I was surprised that there wasn't more theft of solar panels. I guess people just knew that you'd never get an electrician with enough spare time to help you fit it. And having solar panels on your house wasn't exactly a blessing. Every neighbour and relative and friend would be over at your house wanting to watch your TV or print something out or charge their shaver or do all those things that they used to take for granted.
There had been a spare generator in the van when I took it. I rented it out. I made heaps.
Everyone still had their money, and everyone's pensions still got through all right -- all the big datacentres had their own power generators -- but with almost all the ATMs not running, you could only do funny sorts of transactions. I saw this bloke -- I swear he had a propeller on his head -- go into a shop and try to pay for some groceries by showing an internet banking transfer on his phone.
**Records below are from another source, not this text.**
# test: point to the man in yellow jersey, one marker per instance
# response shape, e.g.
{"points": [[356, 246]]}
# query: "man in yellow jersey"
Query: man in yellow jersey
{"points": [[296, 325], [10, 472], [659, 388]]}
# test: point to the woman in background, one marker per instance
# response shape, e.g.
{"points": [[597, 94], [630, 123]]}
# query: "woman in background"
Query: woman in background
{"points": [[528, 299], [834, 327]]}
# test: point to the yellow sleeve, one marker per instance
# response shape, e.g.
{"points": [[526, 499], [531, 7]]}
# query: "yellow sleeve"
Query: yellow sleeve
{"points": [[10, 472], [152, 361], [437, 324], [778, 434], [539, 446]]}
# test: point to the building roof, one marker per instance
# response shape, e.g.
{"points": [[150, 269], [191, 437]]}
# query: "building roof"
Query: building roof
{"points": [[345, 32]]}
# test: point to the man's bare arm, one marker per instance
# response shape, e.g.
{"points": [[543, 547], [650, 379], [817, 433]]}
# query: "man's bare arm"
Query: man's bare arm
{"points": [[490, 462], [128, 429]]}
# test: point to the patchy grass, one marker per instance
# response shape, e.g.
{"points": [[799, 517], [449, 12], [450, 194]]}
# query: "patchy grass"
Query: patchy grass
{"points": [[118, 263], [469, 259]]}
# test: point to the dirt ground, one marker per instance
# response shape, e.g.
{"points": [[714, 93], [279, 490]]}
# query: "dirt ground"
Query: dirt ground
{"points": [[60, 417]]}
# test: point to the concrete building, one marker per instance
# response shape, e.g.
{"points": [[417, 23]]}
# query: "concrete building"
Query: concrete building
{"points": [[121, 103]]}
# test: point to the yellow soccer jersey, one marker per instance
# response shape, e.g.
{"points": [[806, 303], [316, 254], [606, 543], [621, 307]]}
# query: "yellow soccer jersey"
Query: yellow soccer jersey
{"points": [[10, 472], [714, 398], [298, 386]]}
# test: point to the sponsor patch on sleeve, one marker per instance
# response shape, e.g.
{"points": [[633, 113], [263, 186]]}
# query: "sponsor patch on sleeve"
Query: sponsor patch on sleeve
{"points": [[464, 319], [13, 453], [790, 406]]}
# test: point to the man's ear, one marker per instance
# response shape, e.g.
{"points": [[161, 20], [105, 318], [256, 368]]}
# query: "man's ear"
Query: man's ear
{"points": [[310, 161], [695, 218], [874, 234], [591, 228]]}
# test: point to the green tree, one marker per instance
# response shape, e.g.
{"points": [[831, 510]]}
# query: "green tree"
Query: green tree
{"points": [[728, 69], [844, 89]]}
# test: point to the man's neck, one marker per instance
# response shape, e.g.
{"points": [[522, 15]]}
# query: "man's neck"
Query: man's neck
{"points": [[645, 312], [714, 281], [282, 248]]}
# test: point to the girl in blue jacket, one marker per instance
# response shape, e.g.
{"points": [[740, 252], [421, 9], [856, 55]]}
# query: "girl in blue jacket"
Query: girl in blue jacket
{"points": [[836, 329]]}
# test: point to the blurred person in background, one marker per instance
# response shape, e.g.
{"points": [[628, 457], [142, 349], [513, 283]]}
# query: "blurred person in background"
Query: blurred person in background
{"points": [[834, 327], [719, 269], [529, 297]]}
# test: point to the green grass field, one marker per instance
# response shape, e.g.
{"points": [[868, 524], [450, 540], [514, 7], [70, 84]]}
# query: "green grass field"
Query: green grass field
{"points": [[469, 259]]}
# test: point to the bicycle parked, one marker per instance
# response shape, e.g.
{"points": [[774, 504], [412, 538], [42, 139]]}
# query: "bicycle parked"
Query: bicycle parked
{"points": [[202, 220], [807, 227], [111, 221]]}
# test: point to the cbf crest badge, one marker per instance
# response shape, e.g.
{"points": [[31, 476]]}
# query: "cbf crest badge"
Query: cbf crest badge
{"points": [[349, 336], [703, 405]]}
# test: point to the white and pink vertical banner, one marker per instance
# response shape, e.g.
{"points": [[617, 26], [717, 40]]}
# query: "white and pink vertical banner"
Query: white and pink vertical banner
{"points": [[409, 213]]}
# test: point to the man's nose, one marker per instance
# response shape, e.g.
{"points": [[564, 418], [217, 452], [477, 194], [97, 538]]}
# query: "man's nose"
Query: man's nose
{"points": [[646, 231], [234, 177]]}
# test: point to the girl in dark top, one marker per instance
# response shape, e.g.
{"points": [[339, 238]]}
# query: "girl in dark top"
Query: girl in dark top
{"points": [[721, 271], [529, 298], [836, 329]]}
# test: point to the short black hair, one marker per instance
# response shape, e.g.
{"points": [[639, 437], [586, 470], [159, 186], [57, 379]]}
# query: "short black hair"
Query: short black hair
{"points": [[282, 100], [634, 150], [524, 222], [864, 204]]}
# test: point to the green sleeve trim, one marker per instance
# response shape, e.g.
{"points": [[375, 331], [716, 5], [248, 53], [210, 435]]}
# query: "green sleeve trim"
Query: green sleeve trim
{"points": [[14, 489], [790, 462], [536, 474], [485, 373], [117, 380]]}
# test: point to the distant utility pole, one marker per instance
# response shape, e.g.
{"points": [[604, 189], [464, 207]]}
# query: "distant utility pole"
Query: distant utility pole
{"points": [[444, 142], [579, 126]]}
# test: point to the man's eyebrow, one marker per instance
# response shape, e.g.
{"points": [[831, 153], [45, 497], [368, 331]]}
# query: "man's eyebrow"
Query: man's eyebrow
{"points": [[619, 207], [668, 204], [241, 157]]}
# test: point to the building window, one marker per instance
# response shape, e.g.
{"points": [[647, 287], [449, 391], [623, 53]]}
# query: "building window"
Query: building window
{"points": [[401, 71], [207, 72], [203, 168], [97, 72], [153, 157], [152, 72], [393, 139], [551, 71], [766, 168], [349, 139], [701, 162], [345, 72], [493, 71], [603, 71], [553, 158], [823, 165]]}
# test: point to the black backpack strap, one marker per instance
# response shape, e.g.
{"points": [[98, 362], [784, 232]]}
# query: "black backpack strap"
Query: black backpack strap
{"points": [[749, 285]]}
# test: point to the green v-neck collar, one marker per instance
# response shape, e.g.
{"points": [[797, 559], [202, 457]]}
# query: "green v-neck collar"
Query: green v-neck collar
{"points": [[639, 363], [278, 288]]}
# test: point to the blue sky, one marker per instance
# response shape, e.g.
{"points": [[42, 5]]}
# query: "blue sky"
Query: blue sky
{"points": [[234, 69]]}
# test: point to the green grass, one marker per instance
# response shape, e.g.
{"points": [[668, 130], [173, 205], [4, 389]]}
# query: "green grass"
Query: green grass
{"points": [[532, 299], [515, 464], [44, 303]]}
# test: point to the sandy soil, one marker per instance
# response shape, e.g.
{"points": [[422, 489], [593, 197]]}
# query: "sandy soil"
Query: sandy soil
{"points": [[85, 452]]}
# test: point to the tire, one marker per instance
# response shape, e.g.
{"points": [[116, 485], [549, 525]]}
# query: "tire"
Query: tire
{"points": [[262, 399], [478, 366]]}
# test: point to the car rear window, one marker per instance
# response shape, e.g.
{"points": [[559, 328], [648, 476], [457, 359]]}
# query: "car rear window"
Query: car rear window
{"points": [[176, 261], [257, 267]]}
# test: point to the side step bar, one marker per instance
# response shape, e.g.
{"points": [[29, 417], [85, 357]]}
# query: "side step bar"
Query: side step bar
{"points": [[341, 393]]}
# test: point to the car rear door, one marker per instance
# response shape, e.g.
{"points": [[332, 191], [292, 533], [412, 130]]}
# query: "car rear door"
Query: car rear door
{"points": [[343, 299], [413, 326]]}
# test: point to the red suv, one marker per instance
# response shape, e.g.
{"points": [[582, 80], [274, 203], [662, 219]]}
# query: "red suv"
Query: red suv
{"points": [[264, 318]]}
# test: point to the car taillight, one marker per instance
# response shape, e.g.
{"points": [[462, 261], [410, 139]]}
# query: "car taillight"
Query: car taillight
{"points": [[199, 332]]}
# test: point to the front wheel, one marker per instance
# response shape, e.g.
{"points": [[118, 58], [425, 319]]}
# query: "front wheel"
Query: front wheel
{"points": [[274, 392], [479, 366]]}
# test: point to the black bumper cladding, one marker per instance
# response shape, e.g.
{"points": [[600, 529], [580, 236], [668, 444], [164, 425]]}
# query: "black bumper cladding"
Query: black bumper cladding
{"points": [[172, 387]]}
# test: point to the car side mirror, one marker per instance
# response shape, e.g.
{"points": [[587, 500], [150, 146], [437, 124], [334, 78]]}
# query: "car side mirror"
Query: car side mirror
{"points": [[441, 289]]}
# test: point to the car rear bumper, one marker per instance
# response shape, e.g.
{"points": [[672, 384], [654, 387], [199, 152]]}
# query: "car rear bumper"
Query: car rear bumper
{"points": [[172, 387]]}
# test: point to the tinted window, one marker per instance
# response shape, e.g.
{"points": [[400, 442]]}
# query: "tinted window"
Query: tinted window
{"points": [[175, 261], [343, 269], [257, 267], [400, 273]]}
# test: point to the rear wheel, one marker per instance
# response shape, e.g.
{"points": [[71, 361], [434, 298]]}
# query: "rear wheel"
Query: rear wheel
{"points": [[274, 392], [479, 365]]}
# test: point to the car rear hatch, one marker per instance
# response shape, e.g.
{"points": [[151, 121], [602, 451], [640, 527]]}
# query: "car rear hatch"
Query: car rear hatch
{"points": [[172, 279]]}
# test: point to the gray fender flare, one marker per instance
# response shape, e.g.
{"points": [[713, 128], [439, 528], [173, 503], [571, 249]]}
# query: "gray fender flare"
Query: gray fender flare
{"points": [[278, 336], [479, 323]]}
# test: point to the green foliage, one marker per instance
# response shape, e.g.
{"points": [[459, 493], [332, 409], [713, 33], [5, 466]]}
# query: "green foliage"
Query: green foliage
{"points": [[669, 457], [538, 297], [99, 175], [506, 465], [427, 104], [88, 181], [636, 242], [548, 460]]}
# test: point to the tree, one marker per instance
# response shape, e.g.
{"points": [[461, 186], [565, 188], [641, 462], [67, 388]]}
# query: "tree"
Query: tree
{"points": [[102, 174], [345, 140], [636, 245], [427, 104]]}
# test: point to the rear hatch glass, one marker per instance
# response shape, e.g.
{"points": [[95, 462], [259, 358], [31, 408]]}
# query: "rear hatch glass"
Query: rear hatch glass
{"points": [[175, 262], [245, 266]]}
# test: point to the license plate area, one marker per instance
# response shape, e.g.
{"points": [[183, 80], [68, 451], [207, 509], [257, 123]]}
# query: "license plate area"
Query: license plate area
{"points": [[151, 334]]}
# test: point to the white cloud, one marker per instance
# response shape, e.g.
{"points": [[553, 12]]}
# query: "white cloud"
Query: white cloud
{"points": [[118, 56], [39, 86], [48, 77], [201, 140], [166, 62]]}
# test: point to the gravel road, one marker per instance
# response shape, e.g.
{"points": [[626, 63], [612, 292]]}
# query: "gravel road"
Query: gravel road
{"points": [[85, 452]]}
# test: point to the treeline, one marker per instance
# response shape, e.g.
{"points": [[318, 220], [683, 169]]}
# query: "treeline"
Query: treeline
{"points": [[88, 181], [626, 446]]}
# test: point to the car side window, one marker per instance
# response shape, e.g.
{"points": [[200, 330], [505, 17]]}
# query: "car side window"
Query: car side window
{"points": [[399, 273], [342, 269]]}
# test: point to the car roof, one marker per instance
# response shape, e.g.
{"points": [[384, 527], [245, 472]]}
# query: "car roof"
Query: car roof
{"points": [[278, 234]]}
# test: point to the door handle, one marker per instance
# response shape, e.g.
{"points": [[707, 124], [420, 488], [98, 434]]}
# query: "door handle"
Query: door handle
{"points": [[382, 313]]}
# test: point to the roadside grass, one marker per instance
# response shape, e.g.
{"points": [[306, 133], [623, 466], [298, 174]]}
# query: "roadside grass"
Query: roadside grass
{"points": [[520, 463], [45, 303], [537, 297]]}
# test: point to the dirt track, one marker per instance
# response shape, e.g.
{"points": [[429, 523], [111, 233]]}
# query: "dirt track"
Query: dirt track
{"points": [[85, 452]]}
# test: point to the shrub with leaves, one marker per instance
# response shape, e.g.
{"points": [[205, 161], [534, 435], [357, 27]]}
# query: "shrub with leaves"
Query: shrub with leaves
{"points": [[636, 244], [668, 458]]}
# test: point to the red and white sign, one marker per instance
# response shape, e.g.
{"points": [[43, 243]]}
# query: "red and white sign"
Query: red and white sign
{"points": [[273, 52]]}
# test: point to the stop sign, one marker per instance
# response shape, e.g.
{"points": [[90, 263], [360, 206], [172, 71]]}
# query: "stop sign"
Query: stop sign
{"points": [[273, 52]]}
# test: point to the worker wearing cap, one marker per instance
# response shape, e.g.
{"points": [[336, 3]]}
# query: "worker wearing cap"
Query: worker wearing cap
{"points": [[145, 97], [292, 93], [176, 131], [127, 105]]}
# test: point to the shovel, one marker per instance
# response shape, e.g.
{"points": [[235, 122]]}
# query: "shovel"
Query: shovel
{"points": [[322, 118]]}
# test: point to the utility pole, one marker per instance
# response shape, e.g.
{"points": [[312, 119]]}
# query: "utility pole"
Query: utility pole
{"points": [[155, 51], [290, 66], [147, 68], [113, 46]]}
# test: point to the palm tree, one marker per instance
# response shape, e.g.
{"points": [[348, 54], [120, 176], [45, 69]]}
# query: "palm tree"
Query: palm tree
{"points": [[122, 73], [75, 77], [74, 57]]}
The supermarkets were busy and had long, long queues because the checkout kids had to look up everything on big hand-written lists and add it all up on little calculators they'd got from the stationery section. And then there was always some other kid behind them filling in clipboards trying to work out how much of everything you'd bought so that the store managers could place their orders with their warehouse.
She'd been a store manager once.
It was funny what you could and couldn't buy. If it came in a can, you could get it. If you could fly it in from overseas -- I ate a lot of Indonesian bread and drank a lot of New Zealand milk -- it was usually in stock even though it was quite expensive. Every petrol station had signs up about how much diesel they had, but you couldn't buy a jerry can anywhere. You should have seen the things people used for refueling their generators!
It was lucky it wasn't winter. There might have been more deaths from the cold. Or heatstroke if it had been summer. But it was early spring, so in the first few days when all
the fresh meat was on special every second household just held a BBQ. I reckon it's the only time you'll ever see someone clutching a pair of tongs under an umbrella in the rain.
A couple of days later they found one of the little computers I had hidden at Gladstone. That started a hunt and they had most of them sniffed out pretty quickly. And one by one they brought the plants back on line and stablised the grid again. The bloke in India got nabbed, and the federal police started saying how they really wanted to talk to a middle- aged electrician who might be able to help them in their investigation. But it couldn't be me -- I'm too young to be that bloke.
A couple of percent less greenhouse gases this year, they say. Major cost to the coal plant generators that might make them uneconomic in the future, they say.
A tribute she would have been proud of. Or maybe it was just me enjoying my revenge. One or the other. Something to remember her by.
Nobody really got hurt, and I don't think anyone died, except maybe in a few extra fires that got started when everything blew out. But everyone pretends that it was a big deal. Like it was the end of the world. It's like they had a nightmare in an afternoon nap. Wake up, everyone. You had to survive on very little electricity for a few days. It happens in other countries all the time.
But they are making a fuss out of it because nobody knows who did it or how they did it or why they did it and there's nothing stopping it from happening again. I know they didn't find all the units I placed -- especially the ones I kept in reserve -- so I could keep it going still if I wanted to.
Would I do it again? Take out every coal plant in the country for a few more days? Yeah, I would.
Because I reckon it was the coal dust that got her.